Dean Ambrose Reveals Staph Infection Diagnosis Which Nearly Killed Him During Injury Recovery
WWE star Dean Ambrose recently spoke with The Monitor and below are some interview highlights.
On his return to WWE after a lengthy injury absence:
It’s good to get back out in front of people. I had a lot of frustration I needed to really get out that built up over the last eight months. It was a long, long period of time. Much longer than would have been anticipated.
It was just one nightmare after another. It was a pretty challenging period of time to go through. I ended up having two different surgeries. I had this MRSA, Staph infection. I nearly died. I was in the hospital for a week plugged up to this antibiotic drip thing, and I was on all these antibiotics for months that make you puke and crap your pants.

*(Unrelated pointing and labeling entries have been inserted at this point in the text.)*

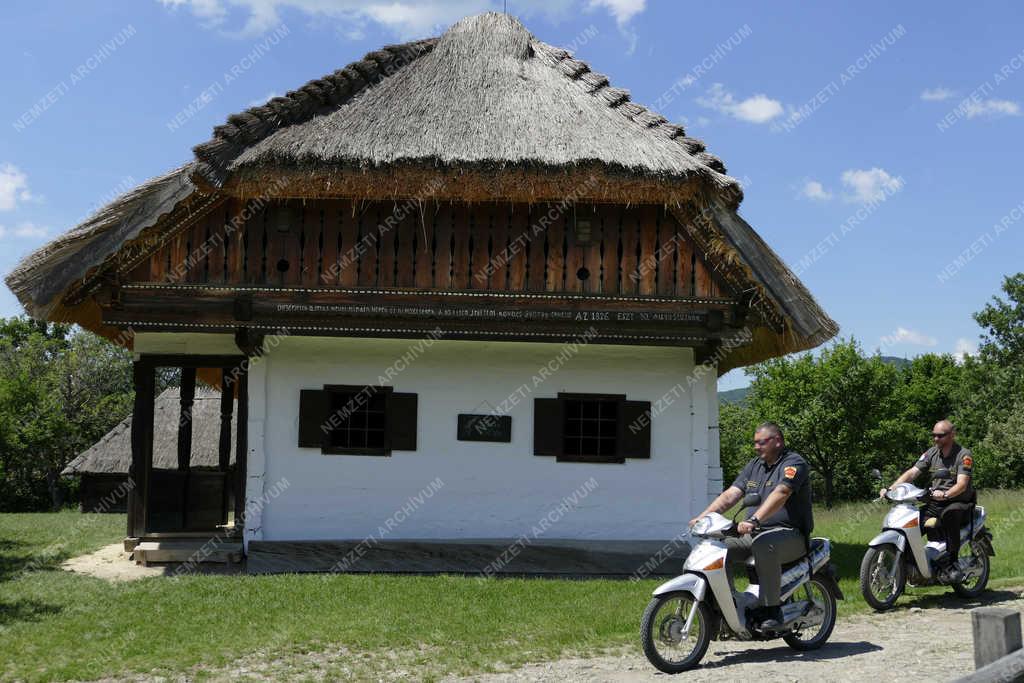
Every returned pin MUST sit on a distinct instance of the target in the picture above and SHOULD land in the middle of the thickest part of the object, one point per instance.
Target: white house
(469, 296)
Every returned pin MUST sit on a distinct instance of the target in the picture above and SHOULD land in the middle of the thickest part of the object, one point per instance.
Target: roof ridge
(316, 96)
(598, 85)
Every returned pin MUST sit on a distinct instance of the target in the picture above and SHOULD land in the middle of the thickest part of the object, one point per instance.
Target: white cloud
(13, 187)
(404, 18)
(870, 185)
(623, 10)
(937, 94)
(813, 189)
(905, 336)
(991, 108)
(758, 109)
(25, 229)
(965, 347)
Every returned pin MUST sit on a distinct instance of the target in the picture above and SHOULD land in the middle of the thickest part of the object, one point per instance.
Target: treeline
(848, 413)
(60, 390)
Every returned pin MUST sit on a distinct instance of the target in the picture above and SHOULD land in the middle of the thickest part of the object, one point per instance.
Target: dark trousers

So it was a pretty rough time. My arm wasn’t healing correctly, and my triceps. It’s kind of an indeterminate period where I initially hurt it. I thought it was, we call it Dusty elbows. It’s a pretty typical wrestler thing. You just get this bursa sac of fluid on your elbow from banging it on the mat or whatever. I’ve had that dozens of times on both elbows. It usually just goes away. It was kind of disguised. By the time I finally went and got the first surgery, my triceps was already starting to atrophy and look weird. I wasn’t able to flex my triceps for a really long time. And then the first surgery didn’t really, something went wrong in the process. Probably due to that infection. It’s kind of hard to say when that really even got in my body. This is a long answer to your question. But for a minute there, it was getting scary. By the time I got that second surgery, it was March, I think. My arm was so shrunken and skeletal that it was weird. I hadn’t been able to move it or flex it in so long that I was starting to get scared I wasn’t ever going to get it back. To go from not being able to eat my Froot Loops, to being able to get back in the ring and throw people around and throw punches and do everything back to normal, it was a very gratifying feeling.
On his new physique:
Nothing fancy. Pretty basic. Just basic powerlifting. Bench, squat, dead lift. It’s a lot easier when you have the time to just recover and stuff. Being on the road 280 days per year, you’re working 30 minutes per night and traveling all around the world, recovery is a lot harder. But nothing fancy. Just super basic, heavy-ass weights.
I can pretty much eat whatever I want. For me, it’s just, you have to eat a ton to make sure I keep on size. I especially eat tons late at night. Everybody tells you you’re not supposed to eat late at night. I’m the opposite. I’m stuffing food in my face 24/7. I eat generally a pretty clean diet anyway, just regular stuff. Steak. Stuff like that.